To make it more attractive to produce a range of products from diapers to LED lamps and boilers to textiles and electronics in India, the government is looking to correct anomalies in the taxation structure that make it cheaper to import such products than manufacture them locally.

With an eye on boosting the Make In India programme, the finance ministry has asked the Tariff Commission to examine the industry’s submissions about inverted duty structures in a range of sectors such as textiles, capital goods, engineering products, aluminium, steel and copper products, and yes, diapers.

Inverted duties occur when the import duties on a finished product are lower than the import duties on its raw materials that local manufacturers need to rely on.

The basic customs duty on diapers, for instance, is 10.64% with a countervailing duty of 6.18%. However, the import duties on the raw materials for diapers — poly film, lycra thread, waist elastic and super-absorbent material — are far higher. Imports from the Asean countries, which enjoy a special customs duty of just 3% on diapers, become more competitive.

“Such a duty structure means the Indian manufacturer can’t compete with imported alternatives,” said an official, adding that there is a significant surge in imports in such sectors at the cost of idling domestic capacities.

Finance minister Arun Jaitley had recently said that the entire effort of the government was to lower the cost of manufacturing and improve quality. “Otherwise we will become a nation of traders rather than manufacturers,” he had warned.
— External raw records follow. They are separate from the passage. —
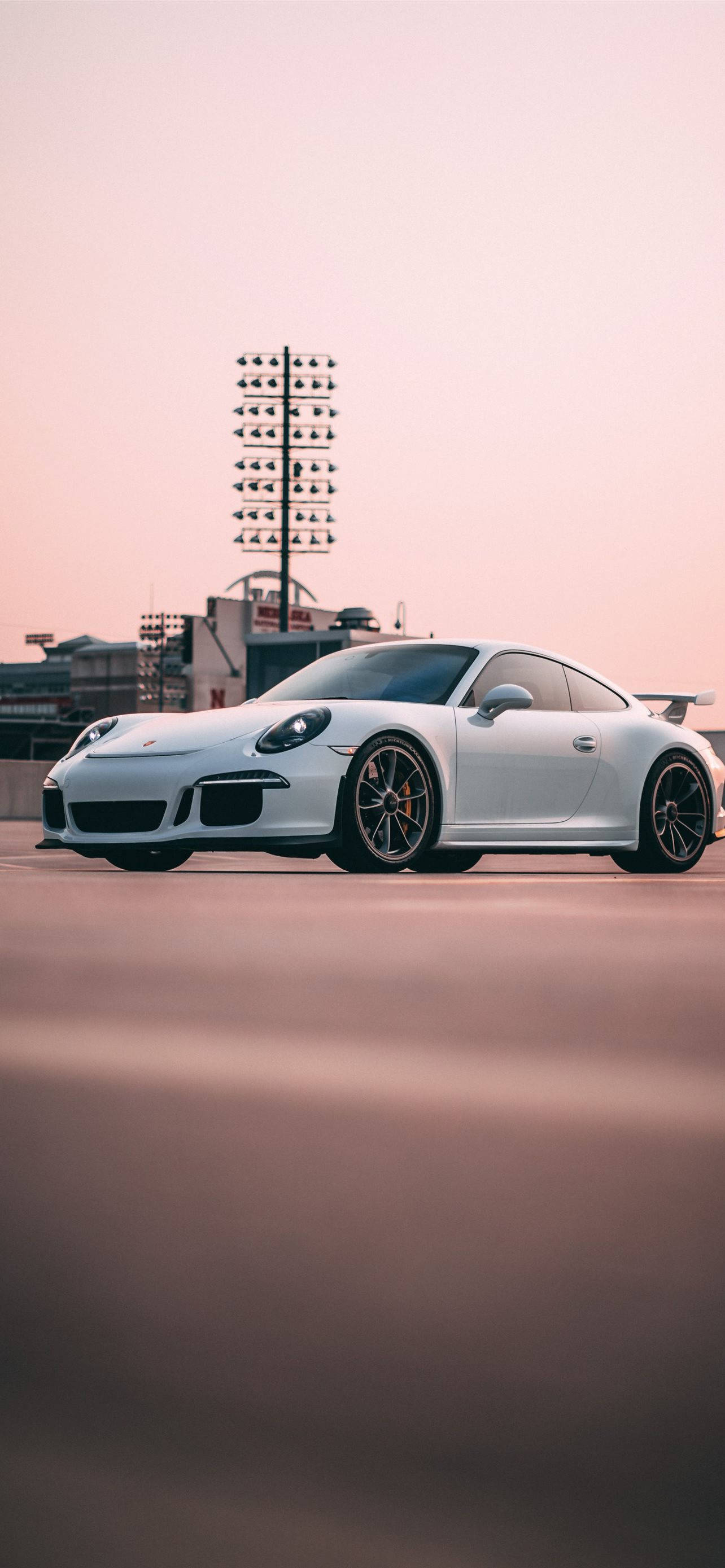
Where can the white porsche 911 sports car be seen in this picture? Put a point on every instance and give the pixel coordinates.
(420, 755)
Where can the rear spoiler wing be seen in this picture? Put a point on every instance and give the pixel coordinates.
(677, 702)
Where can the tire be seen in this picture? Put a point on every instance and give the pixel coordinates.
(145, 858)
(448, 860)
(675, 816)
(390, 807)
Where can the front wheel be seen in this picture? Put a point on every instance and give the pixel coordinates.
(674, 817)
(146, 858)
(388, 814)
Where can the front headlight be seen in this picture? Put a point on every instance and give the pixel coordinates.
(295, 731)
(90, 736)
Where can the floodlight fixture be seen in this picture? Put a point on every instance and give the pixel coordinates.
(300, 416)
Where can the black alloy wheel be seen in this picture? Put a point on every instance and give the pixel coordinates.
(674, 817)
(388, 816)
(148, 858)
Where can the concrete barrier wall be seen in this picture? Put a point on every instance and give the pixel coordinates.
(21, 789)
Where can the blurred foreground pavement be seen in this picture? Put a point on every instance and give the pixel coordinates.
(360, 1222)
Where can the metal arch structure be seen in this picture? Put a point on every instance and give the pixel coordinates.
(294, 584)
(289, 414)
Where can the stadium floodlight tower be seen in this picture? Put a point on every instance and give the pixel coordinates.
(286, 414)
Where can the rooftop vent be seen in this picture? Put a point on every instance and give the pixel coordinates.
(357, 618)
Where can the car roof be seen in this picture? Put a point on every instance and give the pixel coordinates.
(515, 646)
With the manufacturing sector registering negative growth only for the third time since Independence last year, India Inc. has identified the high cost of raw materials and taxation hurdles as major challenges and is hoping for a rationalization of the tax structure as well as a critical look at free trade agreements or FTAs, according to PwC-Ficci’s Manufacturing Barometer report released last month.

The Federation of Indian Chambers of Commerce and Industry (Ficci) has submitted a list of around 100 products across sectors where the problem is acute and hurting domestic capacities. The incidence of inverted duty structures, in most of these cases, is due to concessions offered under FTAs.
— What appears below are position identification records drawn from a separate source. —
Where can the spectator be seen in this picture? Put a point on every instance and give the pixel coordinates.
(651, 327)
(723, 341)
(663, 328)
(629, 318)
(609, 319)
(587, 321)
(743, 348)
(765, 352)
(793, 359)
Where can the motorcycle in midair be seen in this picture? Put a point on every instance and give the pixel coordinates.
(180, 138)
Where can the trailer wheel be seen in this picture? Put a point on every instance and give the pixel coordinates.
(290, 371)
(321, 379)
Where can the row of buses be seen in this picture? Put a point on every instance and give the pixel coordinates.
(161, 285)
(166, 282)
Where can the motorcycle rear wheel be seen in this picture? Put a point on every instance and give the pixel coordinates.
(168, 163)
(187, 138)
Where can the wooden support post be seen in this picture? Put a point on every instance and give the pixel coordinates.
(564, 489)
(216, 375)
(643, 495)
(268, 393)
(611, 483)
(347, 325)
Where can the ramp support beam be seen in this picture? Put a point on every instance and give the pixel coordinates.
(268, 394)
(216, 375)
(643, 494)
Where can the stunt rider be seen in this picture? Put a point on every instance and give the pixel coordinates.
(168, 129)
Jyotsna Suri, president of Ficci, said that though India Inc. appreciates the country’s economic diplomacy efforts to integrate with the rest of the world, it is equally critical to spur domestic manufacturing and correct systemic anomalies that dent competitiveness. “Engaging with the world is important as well as fixing the problem at home so that more investments are viable and more jobs can be created,” she told ET.

While the finance minister fixed this problem for a few products in his maiden budget last July, industry has now pointed out that the problem hurting Indian manufacturers is more endemic.

Officials said that the specific products hit by inverted duty structures are now being examined by the Tariff Commission.

“The finance ministry has asked the commission to scrutinize the problem as the revenue authorities would like to ascertain how much of the raw material with higher import duties is used for a particular finished product,” said a senior official in the industry ministry aware of the issue.